6 thoughts on “Mobilising Wales’ co-operative potential

  1. Didn’t Jill Evans and Leanne Wood just return from the Basque country having looking at their co-operative businesses? There’s not reference to it here! One would have thought that they’d have something to say. I see that Labour’s Andrew Davies is mentioned and is the Chair of the Welsh Co-operatives and Mutuals Commission. I sincerely hope that this isn’t a tribalistic Labour financial black hole in early stages of development.

  2. There are very good reasons why workers co-ops and customer-owned mutuals are very much minority forms of company in all capitalist countries around the world. Co-ops may well do good in one or two sectors and elsewhere on a small scale but the limitations of the form mean they will never make a transformative difference to the economy. Encourage them by all means but don’t suppose that they will somehow relieve Wales of the need to have successful profit-driven businesses.

  3. Co-operatives are a more worthwhile form of social responsibility than providing everything by the state. After all it is still privatisation.

  4. I agree that it’s difficult to imagine the entire economy run on a cooperative basis. The cultural change involved would be immense. And any model that is only ideologically driven is bound to come a cropper when faced with the economic pressures of the marketplace. But it can offer practical alternatives to the mainstream which can often work better. An example of this, admittedly not a cooperative one, is Glas Cymru – a not for profit company. Pretty much everyone in Wales is pleased with it and it performs well financially. How long before the Conservative lobby tries to dismantle it? A similar model is being offered for the Welsh rail franchise.

    It seems to me that if we are talking about socially affordable housing, the cooperative model offers benefits over,for example, local authority owned housing. It doesn’t get swamped in the bureaucracy and the subsequent inflexibility that has accompanied that particular model in the past. Also involvement in decision-making and taking responsibility for one’s property are enhanced by the cooperative model.

    Therefore three cheers for the fact that the Congress is taking place in Cardiff and hopefully we can look forward to seeing some new cooperative initiatives taking place in Wales in the not too distant future.

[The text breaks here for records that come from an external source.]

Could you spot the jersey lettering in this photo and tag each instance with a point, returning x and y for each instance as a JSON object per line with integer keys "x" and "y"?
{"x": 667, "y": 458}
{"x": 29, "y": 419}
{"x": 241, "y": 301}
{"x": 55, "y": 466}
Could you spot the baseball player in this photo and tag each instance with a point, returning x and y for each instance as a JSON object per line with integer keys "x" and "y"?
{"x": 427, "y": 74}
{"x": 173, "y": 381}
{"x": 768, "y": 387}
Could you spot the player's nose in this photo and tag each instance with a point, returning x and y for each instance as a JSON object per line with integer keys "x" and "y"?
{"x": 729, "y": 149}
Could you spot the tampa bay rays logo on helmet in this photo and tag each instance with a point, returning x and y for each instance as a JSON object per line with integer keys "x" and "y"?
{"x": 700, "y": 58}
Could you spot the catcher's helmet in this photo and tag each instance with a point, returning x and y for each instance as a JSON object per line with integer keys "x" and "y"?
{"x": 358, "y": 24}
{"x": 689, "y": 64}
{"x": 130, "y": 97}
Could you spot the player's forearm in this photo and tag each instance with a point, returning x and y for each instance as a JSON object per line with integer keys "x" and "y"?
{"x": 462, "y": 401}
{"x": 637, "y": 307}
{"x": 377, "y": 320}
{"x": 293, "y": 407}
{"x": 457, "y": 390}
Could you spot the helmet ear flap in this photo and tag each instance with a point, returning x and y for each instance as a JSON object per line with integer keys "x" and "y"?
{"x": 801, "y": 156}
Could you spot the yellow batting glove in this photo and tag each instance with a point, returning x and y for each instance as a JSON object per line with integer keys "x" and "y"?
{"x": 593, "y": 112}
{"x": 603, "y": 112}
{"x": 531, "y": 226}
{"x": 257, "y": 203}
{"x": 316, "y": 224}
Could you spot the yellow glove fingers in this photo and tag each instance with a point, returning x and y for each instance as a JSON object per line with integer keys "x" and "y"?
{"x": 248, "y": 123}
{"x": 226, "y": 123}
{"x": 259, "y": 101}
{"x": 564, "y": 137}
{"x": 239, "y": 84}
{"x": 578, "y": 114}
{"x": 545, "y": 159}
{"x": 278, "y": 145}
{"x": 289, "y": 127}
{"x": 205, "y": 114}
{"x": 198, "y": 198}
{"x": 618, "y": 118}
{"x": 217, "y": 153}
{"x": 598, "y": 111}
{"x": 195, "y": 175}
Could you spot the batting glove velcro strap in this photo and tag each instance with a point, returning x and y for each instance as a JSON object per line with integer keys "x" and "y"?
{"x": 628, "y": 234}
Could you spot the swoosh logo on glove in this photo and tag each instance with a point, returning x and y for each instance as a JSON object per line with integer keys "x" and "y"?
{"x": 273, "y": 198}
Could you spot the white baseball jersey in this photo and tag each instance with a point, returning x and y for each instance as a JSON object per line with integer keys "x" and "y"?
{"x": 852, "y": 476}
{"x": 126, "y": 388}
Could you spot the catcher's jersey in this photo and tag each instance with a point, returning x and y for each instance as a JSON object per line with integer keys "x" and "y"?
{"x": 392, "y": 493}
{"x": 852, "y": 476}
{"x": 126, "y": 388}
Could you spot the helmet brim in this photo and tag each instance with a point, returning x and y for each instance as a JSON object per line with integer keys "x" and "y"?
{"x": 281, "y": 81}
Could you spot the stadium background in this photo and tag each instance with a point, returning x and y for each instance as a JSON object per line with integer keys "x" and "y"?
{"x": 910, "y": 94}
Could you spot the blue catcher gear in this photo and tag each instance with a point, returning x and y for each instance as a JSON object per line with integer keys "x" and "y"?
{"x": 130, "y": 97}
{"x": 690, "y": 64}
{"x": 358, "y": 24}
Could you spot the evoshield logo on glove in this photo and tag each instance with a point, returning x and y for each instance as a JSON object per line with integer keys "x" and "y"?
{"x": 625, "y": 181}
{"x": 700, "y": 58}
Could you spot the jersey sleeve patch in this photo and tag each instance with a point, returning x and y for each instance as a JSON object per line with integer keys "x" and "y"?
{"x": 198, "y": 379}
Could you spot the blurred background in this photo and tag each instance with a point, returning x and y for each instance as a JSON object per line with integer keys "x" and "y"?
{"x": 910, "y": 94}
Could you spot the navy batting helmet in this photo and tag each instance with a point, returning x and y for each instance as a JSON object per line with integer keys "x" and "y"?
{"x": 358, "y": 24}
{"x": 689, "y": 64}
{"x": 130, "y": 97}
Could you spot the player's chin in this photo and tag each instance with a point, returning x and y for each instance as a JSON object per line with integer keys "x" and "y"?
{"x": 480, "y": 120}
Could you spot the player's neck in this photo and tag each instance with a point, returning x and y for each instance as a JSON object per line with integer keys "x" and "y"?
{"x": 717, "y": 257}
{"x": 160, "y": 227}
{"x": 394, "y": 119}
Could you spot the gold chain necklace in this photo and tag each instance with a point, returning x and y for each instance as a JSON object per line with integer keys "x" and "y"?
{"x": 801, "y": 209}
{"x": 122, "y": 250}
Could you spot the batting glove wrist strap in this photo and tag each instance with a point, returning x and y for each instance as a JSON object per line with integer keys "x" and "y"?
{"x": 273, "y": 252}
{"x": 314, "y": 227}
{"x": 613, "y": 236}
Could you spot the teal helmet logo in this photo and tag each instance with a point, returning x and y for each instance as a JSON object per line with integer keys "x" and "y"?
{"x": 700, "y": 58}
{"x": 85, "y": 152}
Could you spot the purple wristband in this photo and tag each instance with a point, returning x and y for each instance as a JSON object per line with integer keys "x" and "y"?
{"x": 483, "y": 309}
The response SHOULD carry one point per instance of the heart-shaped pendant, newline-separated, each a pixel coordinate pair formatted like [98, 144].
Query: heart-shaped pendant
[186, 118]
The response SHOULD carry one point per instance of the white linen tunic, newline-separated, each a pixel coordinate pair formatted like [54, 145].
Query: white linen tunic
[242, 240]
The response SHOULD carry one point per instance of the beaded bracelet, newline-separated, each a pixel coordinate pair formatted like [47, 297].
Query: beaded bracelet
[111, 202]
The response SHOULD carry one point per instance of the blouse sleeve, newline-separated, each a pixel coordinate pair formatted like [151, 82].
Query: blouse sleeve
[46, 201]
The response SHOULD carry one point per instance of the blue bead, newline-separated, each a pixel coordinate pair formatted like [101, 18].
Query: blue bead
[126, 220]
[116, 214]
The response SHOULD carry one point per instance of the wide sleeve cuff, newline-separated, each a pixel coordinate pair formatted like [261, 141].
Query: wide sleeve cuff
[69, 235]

  5. Thanks for your comments.
    David:Co-operatives have good support on a cross party basis in Wales including from Plaid Cymru. I met with Leanne Wood and she was very supportive of our work to develop co-ops. Our team has also been in contact with Jill Evans about employee ownership in recent weeks.

    R.Tredwyn: Co-operatives ARE successful profit driven businesses. In fact the co-op sector is outperforming the traditional business sector by a considerable distance and has been doing so for a number of years. Co-ops succeed in a wide range of sectors too.

  6. DW: I likeco-ops, which have their place, of course. But there has never been a successful economy where co-operation was the dominant form of economic organisation. Some politicians in Wales have no knowledge of and a deep fear of the private sector. My only concern is that encouraging co-operatives for them is a form of escapism that means they don’t have to come to terms with private business. All the same, they do have to come to terms with it. Let a hundred flowers bloom, I say.